Newfoundland and Labrador can grow as a trusted oil supplier to Europe

Canada sold $11.4 billion worth of offshore oil to Europe from 2015-2021

By Deborah Jaremko
The Terra Nova floating production, storage and offloading (FPSO) vessel. Photo courtesy Suncor Energy

Europe needs new suppliers to get off Russian oil and maintain energy security in the long term.

Newfoundland and Labrador’s offshore oil industry is already a steady supplier to Europe and can grow significantly, if major projects get the go-ahead.

“We have the potential certainly to be producing more,” says Paul Barnes, Atlantic Canada and Arctic director with the Canadian Association of Petroleum Producers.

“We hope to be the supplier of Europe, like we have been for a number of years, in the long term.”

Europe’s countries consumed 11.9 million barrels of oil per day in 2020, according to the International Energy Agency (IEA). Over one-quarter of the supply came from Russia, according to the World Economic Forum.

Demand is expected to decrease in the coming decades, but Europe is still expected to consume 10.4 million barrels per day in 2030 and 6.4 million barrels per day in 2050, according to the IEA’s latest outlook.

While the main market for Newfoundland and Labrador’s offshore oil is the United States, projects sent an average of about 83,000 barrels per day to Europe between 2015 and 2021, according to Statistics Canada.

Those oil exports had a total value of over $11.4 billion.

Europe’s top five purchasers of Canadian offshore oil over the last half-decade were the United Kingdom ($4.1 billion), Italy ($2.3 billion), Netherlands ($2 billion), Spain ($1.8 billion), and Ireland ($457,000).

The Hibernia oil production platform offshore Newfoundland and Labrador has been operating since 1997. Photo courtesy Suncor Energy

Newfoundland and Labrador’s offshore oil production peaked in 2007 at about 425,000 barrels per day, according to the Canada Energy Regulator. The Hebron oil project that came online in late 2017 has helped offset declining production from existing projects.

As of December 2021, the province’s total offshore oil production was about 230,000 barrels per day.

That production has lower greenhouse gas emissions than the global average. Oil from Newfoundland and Labrador has average emissions of 13.8 kilograms per barrel, compared to the offshore international average of 16.1 kilograms per barrel, the province says.

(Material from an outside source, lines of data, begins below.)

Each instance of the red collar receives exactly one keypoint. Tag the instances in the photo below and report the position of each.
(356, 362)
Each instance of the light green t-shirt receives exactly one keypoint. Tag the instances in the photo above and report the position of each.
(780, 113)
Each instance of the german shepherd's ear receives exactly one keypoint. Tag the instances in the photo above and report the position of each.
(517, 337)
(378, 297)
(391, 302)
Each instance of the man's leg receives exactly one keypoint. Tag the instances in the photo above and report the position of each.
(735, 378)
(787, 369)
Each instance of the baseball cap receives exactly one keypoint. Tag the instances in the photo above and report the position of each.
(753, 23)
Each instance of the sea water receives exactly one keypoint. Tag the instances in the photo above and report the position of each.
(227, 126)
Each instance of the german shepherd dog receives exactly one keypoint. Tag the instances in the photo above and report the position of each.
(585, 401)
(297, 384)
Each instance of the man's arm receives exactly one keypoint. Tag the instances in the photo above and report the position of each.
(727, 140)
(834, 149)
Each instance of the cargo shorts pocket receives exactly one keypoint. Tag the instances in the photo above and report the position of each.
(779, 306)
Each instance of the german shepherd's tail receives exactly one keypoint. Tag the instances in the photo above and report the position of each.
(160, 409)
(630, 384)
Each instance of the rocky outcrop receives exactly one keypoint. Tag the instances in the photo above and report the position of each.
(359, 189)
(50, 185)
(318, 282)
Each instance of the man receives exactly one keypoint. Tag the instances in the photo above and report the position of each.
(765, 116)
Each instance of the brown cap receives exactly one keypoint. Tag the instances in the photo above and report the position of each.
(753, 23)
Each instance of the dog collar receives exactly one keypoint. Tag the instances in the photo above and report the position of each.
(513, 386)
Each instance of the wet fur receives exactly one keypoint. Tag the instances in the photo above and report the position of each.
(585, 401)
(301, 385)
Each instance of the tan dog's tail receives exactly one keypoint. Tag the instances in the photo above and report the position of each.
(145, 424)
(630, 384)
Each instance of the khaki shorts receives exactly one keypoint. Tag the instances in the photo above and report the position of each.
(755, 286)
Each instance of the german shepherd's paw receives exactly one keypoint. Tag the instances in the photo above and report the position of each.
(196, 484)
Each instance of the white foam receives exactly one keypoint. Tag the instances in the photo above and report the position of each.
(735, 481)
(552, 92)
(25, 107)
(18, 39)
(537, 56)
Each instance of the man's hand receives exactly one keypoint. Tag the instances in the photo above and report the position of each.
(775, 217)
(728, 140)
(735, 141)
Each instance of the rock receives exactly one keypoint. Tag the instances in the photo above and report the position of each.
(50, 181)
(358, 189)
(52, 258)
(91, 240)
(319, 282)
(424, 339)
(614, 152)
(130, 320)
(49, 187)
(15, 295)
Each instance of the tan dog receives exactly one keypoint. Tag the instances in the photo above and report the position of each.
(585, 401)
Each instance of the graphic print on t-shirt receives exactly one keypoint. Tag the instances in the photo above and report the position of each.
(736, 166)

The first step for production growth will come later this year as the Terra Nova floating production, storage and offloading (FPSO) vessel, shut in since the end of 2019, comes back online.

In 2021 operator Suncor Energy and its partners announced an extension project to refurbish the vessel and give it a decade more life. Production is expected to reach 29,000 barrels per day in 2023.

Another 75,000 barrels per day could come online in the near term if Cenovus Energy and its partners resume construction of the West White Rose project.

Construction of the West White Rose project in Placentia, Newfoundland was suspended in 2020. Photo courtesy Trades NL

West White Rose is a production platform that would connect to the existing Sea Rose FPSO. Construction was suspended in 2020 at about 60 per cent complete amid the oil price crash from pandemic lockdowns.

A decision on whether to restart is expected by mid-2022.

“We’re hoping for a positive announcement,” Barnes says.

“These are big projects. These are big fields. We’ll have Terra Nova back onstream later this year and hopefully, fingers crossed, the West White Rose project will get the go ahead. And in a couple of years, that will be in production.”

The offshore industry in Newfoundland and Labrador is also awaiting a decision by the federal government on whether a major new project called Bay du Nord can proceed.

Rendering of the proposed Bay du Nord project. Image courtesy Equinor

Owned by Norway-based Equinor, the proposed 200,000 barrel per day project is expected to have emissions of less than 8 kilograms per barrel, about half of the current international average.

In August 2021, the Impact Assessment Agency of Canada recommended the project for approval, stating that it is not likely to cause significant adverse environmental effects.

The project needs approval by the federal government, but the decision has been delayed twice. It is now expected in early April.

With the world facing a growing energy crisis because of Russia’s invasion of Ukraine, that decision can’t come soon enough.